El año 2003 – en Roboré – mi persona solía asistir al karaoke con un joven cura, quien un día, me confesó que efectivamente tenía sus doncellas en ciertos pueblitos aledaños a donde se trasladaba en su motocicleta. Al preguntarle del por qué no renunciaba al sacerdocio para dedicarse a otra actividad, me respondió que lo haría si tuviera una fuente de trabajo para poder subsistir, entretanto, no tenía más opción que celebrar misas, realizar bautizos, despedir a los muertos y consolar a los feligreses, pero, esta situación le obligaba al mismo tiempo, a renunciar al matrimonio.  Con seguridad que este sacerdote, tiene un amor secreto y quizás ni ella lo sepa.  Su sotana le impone guardar silencio, amar en silencio, desear en silencio y sufrir en silencio, al no poder desposarla y tener hijos como cualquier ciudadano. 
 
Abrazar la carrera sacerdotal con semejante restricción biológica y de paso, renunciar a formar una familia propia, es simplemente condenarse a morir en vida, porque el único sentido por el que vale la pena verdaderamente existir, es el amor: amar y ser amado, el resto de los placeres, como el dinero y el sexo, son únicamente complementos.

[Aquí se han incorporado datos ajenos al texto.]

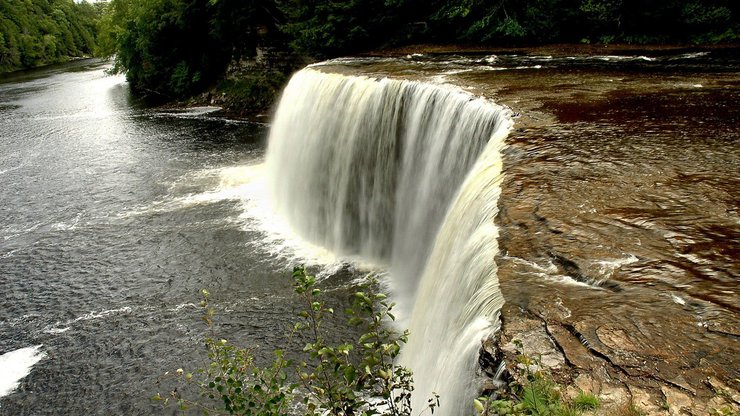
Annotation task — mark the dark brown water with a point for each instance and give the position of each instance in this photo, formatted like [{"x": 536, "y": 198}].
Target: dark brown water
[{"x": 619, "y": 209}]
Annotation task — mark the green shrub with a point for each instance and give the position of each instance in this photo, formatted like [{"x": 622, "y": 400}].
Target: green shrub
[{"x": 354, "y": 377}]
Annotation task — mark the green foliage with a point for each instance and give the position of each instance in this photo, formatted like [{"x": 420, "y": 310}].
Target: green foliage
[
  {"x": 534, "y": 394},
  {"x": 41, "y": 32},
  {"x": 352, "y": 377},
  {"x": 175, "y": 48},
  {"x": 253, "y": 91},
  {"x": 586, "y": 401}
]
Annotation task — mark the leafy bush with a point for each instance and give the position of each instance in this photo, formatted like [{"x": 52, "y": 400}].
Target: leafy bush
[
  {"x": 535, "y": 394},
  {"x": 355, "y": 377}
]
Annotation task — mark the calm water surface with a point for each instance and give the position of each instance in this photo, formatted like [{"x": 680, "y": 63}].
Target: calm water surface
[
  {"x": 112, "y": 218},
  {"x": 620, "y": 202}
]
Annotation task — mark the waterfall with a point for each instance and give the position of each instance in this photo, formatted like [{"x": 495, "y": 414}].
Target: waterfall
[{"x": 405, "y": 174}]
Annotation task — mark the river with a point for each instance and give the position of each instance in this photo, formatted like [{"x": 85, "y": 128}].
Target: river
[
  {"x": 618, "y": 215},
  {"x": 113, "y": 217}
]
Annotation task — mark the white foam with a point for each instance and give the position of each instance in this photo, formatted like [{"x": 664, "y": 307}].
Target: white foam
[{"x": 16, "y": 365}]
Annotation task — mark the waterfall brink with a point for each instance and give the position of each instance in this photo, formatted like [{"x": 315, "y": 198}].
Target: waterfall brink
[{"x": 406, "y": 174}]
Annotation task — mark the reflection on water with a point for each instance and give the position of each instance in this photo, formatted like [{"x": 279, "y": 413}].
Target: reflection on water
[
  {"x": 619, "y": 209},
  {"x": 112, "y": 218}
]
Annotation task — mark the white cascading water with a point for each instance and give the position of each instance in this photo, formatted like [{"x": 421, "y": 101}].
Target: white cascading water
[{"x": 407, "y": 174}]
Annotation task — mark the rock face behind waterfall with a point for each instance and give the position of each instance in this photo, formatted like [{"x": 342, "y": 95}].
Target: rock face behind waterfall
[{"x": 405, "y": 174}]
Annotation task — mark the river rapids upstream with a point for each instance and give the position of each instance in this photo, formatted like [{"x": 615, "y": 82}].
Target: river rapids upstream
[{"x": 595, "y": 194}]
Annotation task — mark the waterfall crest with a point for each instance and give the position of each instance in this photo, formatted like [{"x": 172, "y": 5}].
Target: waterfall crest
[{"x": 406, "y": 174}]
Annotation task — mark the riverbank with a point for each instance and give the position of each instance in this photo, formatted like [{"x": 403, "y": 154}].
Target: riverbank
[{"x": 614, "y": 268}]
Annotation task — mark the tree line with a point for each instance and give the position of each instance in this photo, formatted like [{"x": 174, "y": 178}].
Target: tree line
[
  {"x": 177, "y": 47},
  {"x": 41, "y": 32}
]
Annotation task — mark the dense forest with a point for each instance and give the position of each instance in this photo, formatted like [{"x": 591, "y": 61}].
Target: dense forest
[
  {"x": 41, "y": 32},
  {"x": 178, "y": 47},
  {"x": 174, "y": 48}
]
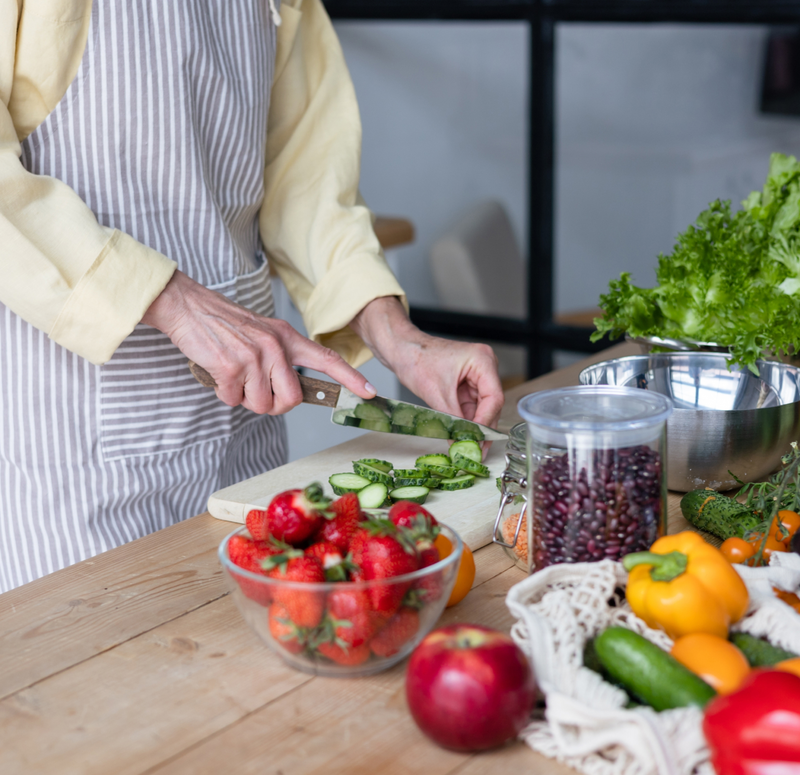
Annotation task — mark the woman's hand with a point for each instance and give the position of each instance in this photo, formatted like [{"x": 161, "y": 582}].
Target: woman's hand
[
  {"x": 250, "y": 356},
  {"x": 451, "y": 376}
]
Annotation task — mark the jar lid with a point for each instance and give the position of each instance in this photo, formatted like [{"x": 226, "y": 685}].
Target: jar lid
[{"x": 631, "y": 413}]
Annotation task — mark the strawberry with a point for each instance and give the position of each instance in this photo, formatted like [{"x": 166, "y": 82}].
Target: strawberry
[
  {"x": 248, "y": 554},
  {"x": 387, "y": 552},
  {"x": 305, "y": 609},
  {"x": 284, "y": 630},
  {"x": 400, "y": 629},
  {"x": 407, "y": 514},
  {"x": 345, "y": 655},
  {"x": 351, "y": 620},
  {"x": 345, "y": 523},
  {"x": 332, "y": 560},
  {"x": 292, "y": 516}
]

Renunciar  al amor ,es un extremo que contradice a la filosofía cristiana que entre otros preceptos, nos manda a amar y ser amado, con los cinco sentidos.
 
 Cada vez hay menos concurrencia a las iglesias para dejar sus limosnas o hacer rezar a sus muertos; es decir, cada vez son menos los ingresos económicos para la iglesia católica que además, confronta competencias con una variedad de sectas.  En Bolivia como en muchos otros países, la religión católica dejó ser la religión oficial del  Estado y con esto también mermó su influencia, una medida como la de aceptar oficialmente el matrimonio sacerdotal, devendría en su segura desaparición.
 
Ahora bien, los sacerdotes “pecadores”, ¿son el reflejo de la crisis de valores de la sociedad, o por el contrario, es un despertar a la realidad material y objetiva, de las supuestas falsas premisas en los que se funda parte de su doctrina, al imponer u obligar a sus sacerdotes virtualmente a castrarse?
 
Por otro lado,  más frecuentemente recibimos noticias de sacerdotes que comenten delitos sexuales.  Tales manifestaciones de las debilidades humanas alinterior del sacerdocio y que les obliga o induce a este tipo de comportamiento, es un timbre de alarma de antiquísima data para los jerarcas del Vaticano. Hoy por hoy, cuando la civilización se encuentra más avanzada y las personas parecieran ser más materialistas, la iglesia,  con seguridad que introducirá paulatinas reformas que acompañen a la evolución de la mentalidad de sus súbditos, quienes todavía se aferran a la creencia sobre la existencia de Dios.